Patients undergoing major surgery for cancers of the throat, tongue, jaw, or voice box often need a tracheostomy placed either during or before the operation. The surgery itself can cause significant swelling that temporarily narrows or closes the airway. In some cases, the cancer or the surgery to remove it permanently changes the anatomy of the upper airway, making a tracheostomy necessary for the longer term. Radiation therapy to the head and neck can also cause enough tissue swelling and scarring to compromise breathing, sometimes weeks after treatment ends.

Neuromuscular Disease

Conditions that weaken the muscles involved in breathing and coughing can eventually require a tracheostomy. Muscular dystrophy, spinal muscular atrophy, and myasthenia gravis all progressively reduce the strength of the diaphragm and chest wall muscles. When these muscles weaken beyond a certain point, two things happen: the person can no longer take deep enough breaths on their own, and they lose the ability to cough effectively.
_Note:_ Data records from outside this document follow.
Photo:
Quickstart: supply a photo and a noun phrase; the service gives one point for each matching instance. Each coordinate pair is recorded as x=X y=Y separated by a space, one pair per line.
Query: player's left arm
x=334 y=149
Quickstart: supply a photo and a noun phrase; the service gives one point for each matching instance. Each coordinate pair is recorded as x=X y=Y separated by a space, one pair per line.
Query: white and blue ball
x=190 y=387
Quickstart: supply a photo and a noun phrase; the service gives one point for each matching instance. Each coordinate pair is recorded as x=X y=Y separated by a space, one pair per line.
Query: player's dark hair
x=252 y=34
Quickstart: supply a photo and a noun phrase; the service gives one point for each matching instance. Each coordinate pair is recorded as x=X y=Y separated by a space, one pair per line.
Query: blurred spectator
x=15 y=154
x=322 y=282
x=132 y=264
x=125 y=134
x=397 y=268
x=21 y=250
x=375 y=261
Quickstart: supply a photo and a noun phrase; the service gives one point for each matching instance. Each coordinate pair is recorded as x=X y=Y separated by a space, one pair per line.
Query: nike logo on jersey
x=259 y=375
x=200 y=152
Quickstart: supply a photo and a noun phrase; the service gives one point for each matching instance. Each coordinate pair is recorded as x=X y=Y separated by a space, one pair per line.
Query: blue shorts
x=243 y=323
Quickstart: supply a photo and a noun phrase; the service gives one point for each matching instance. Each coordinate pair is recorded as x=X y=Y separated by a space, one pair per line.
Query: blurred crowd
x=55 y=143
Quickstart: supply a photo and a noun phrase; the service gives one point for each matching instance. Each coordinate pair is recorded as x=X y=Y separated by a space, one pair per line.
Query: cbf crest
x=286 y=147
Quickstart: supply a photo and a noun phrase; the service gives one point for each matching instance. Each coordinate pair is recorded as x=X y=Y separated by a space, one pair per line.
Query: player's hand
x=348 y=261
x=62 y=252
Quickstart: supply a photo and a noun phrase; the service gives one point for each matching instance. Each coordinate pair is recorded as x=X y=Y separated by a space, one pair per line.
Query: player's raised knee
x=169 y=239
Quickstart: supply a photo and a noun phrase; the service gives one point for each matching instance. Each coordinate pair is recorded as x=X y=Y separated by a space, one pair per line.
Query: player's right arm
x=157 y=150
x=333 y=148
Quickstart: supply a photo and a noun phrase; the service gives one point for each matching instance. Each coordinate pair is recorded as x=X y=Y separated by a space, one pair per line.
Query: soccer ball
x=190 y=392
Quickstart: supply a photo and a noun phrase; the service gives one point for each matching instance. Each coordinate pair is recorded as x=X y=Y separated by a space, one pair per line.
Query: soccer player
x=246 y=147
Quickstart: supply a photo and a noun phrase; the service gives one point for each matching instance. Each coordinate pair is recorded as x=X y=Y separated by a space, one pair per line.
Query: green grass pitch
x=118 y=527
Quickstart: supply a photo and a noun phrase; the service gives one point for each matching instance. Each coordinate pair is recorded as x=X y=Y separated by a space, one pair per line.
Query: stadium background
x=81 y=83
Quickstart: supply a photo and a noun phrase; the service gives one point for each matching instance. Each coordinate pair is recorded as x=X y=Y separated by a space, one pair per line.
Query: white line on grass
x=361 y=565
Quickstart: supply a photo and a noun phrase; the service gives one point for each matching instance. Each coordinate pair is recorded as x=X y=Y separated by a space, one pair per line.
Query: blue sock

The coughing problem is particularly dangerous. Without a strong cough, mucus and saliva accumulate in the lungs, leading to repeated pneumonias. A tracheostomy provides direct access to the airway for suctioning out secretions and can be connected to a ventilator for breathing support. Similar challenges arise in people with brain injuries, spinal cord injuries, or conditions affecting the central nervous system that impair the body’s automatic drive to breathe and clear the airways.

Vocal Cord Paralysis

The vocal cords do more than produce sound. They open wide every time you breathe in to let air pass into the lungs. When both vocal cords become paralyzed, they can drift toward each other and stay in a nearly closed position, severely restricting airflow. This bilateral paralysis can result from nerve damage during surgery, neurological conditions, or in rare cases, viral infections. Because the obstruction sits right at the entrance to the windpipe, a tracheostomy below that level restores a clear breathing path.

Chronic Aspiration

Some people repeatedly inhale food, liquid, or saliva into their lungs because the protective reflexes that guard the airway during swallowing are impaired. This is common after strokes, traumatic brain injuries, or in advanced neurological disease. A tracheostomy with a specialized cuffed tube can help protect the lower airway from material that slips past the throat, reducing the cycle of aspiration pneumonia that can become life-threatening.

What Removal Looks Like

A tracheostomy is not always permanent. When the original reason for the procedure resolves, the tube can be removed through a process called decannulation. To qualify, a patient generally needs to demonstrate adequate consciousness, the ability to swallow without aspirating, at least one functioning vocal cord, a strong enough cough to clear secretions independently, and sufficient lung function to maintain oxygen levels without mechanical assistance. Meeting all of these milestones can take weeks or months depending on the underlying condition.

Long-Term Risks

The most significant long-term complication is narrowing of the windpipe at the site where the tube sat. One follow-up study using CT scans found that 31% of patients had some degree of narrowing after the tube was removed. Most of this narrowing was mild and caused no symptoms. Only about 6% of patients developed narrowing severe enough to notice breathing difficulties. Other late findings included vocal cord changes in about 11% of patients and, rarely, weakening of the tracheal wall at the tube site. Narrowing almost always occurred at the level of the stoma (the opening in the neck) rather than deeper in the airway.